Many hunters have far more respect and appreciation for nature than negative commenters here and treat it accordingly - hunters in its element, farmers squeeze more than it would ever give and scientist types rack up the process.
It's kind of what we do and it affords people freedom from its domination and the time to think and comment.
We will get there.
And I'm another country person born and bred who has never supported blood sports.
ps lived in the countryside all my life apart from 3 years when I was studying Zoology. Foxes regulate how many young they give birth to, depending on resources available, reabsorbing young before birth that they would not be able to feed.

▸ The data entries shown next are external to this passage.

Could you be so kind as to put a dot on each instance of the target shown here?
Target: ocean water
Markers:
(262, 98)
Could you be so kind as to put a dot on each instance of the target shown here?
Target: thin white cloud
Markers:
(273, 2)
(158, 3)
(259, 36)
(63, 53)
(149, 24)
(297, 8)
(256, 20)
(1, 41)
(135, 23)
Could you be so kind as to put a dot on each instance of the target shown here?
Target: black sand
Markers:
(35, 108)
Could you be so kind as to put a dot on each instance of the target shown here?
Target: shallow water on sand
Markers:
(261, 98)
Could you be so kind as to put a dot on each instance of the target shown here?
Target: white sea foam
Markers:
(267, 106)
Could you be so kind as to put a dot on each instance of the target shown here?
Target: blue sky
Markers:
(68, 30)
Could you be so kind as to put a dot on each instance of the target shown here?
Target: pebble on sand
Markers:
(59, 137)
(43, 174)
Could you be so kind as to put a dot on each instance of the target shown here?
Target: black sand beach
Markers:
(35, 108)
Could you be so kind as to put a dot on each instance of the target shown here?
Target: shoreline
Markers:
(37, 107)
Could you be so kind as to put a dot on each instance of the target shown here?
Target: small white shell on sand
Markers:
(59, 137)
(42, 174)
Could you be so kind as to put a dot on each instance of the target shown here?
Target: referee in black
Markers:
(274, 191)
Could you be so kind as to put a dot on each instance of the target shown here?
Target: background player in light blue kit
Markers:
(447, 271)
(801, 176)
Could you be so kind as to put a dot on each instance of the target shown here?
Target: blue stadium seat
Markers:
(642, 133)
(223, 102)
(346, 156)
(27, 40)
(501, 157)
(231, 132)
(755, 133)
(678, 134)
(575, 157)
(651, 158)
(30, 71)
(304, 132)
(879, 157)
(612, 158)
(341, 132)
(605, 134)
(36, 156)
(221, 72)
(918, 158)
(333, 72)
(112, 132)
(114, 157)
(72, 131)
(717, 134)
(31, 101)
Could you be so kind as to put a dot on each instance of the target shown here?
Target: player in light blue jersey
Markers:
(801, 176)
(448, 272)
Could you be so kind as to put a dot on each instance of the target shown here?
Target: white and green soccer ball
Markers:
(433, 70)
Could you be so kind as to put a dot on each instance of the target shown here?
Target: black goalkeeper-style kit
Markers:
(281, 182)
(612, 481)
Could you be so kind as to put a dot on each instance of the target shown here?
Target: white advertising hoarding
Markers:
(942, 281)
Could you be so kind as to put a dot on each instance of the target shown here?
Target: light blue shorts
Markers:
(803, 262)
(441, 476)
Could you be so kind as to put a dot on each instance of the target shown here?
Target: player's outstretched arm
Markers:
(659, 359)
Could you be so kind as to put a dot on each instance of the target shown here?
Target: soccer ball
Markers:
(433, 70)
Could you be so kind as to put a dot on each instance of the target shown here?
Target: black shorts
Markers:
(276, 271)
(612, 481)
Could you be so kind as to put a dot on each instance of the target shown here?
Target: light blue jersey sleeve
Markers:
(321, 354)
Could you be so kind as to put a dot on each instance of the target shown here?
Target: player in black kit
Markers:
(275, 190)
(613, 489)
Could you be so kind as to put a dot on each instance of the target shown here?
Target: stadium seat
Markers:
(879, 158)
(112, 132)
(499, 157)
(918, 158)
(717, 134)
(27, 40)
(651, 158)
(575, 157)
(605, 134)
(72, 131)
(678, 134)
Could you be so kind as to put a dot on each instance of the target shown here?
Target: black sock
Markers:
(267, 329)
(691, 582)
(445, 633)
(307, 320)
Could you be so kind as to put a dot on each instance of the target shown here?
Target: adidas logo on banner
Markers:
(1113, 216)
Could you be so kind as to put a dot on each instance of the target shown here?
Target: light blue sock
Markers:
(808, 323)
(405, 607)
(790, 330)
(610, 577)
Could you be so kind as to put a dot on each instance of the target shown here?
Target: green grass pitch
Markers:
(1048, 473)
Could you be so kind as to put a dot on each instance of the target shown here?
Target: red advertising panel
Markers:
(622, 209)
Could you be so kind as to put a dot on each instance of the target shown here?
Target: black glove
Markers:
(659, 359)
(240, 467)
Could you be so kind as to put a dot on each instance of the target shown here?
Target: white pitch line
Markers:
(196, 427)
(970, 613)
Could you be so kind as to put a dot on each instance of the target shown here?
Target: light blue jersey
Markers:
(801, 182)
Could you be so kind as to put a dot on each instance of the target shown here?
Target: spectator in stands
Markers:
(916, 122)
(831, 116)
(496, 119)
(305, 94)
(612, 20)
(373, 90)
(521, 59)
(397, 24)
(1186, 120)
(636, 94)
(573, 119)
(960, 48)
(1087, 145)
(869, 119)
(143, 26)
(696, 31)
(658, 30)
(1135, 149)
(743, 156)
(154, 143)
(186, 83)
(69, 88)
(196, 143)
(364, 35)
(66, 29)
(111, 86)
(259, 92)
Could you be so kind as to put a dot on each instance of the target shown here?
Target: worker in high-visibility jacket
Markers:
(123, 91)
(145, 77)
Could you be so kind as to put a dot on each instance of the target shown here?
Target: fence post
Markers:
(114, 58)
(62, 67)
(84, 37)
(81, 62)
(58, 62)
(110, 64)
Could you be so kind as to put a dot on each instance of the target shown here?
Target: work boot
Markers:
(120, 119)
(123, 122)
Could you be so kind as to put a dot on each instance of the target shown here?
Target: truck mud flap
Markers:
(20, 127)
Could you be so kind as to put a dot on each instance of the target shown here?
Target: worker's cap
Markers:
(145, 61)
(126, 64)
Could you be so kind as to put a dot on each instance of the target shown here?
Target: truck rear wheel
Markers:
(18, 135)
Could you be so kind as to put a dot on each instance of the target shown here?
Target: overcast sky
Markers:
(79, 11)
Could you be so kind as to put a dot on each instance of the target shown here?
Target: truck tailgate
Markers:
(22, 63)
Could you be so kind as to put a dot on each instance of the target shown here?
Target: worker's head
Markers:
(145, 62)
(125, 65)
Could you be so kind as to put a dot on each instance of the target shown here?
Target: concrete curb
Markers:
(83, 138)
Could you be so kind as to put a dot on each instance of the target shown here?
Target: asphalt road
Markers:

If a group of kids on BMX's came up our street blowing vuvuzelas, encouraging their pack of baying pit bulls to chase a domestic dog that they'd found minding it's own business in a front garden, with a view to ripping it up if they caught it, people would talk about "sick" and "feral" and "out of control" youth.
But when it's a load of grownups on horses it's supposed to be OK ?
I don't care about "traditions". The slave trade was a "tradition" for quite a while.
But we've moved on.
And it's not a country vs town thing either.
Or a rich vs poor thing.
It's about some one actually enjoying something that is blatantly cruel.
Foxes are just as common in towns as they are in the country and there are plenty of urban chicken keepers. Having kept chickens for many years I know that foxes will only kill them if the owners have been daft enough to fail to make the coops fox proof. And the majority of chickens in the country are still being raised in battery farms, so foxes are hardly a threat.
Fox hunting is not pest control, it's not quaint and it's not legal for very good reasons.
I guess the question presented by the article is how are the authorities going to respond to this (illegal) resurgence? I'd like to see warnings given, then if necessary arrests made.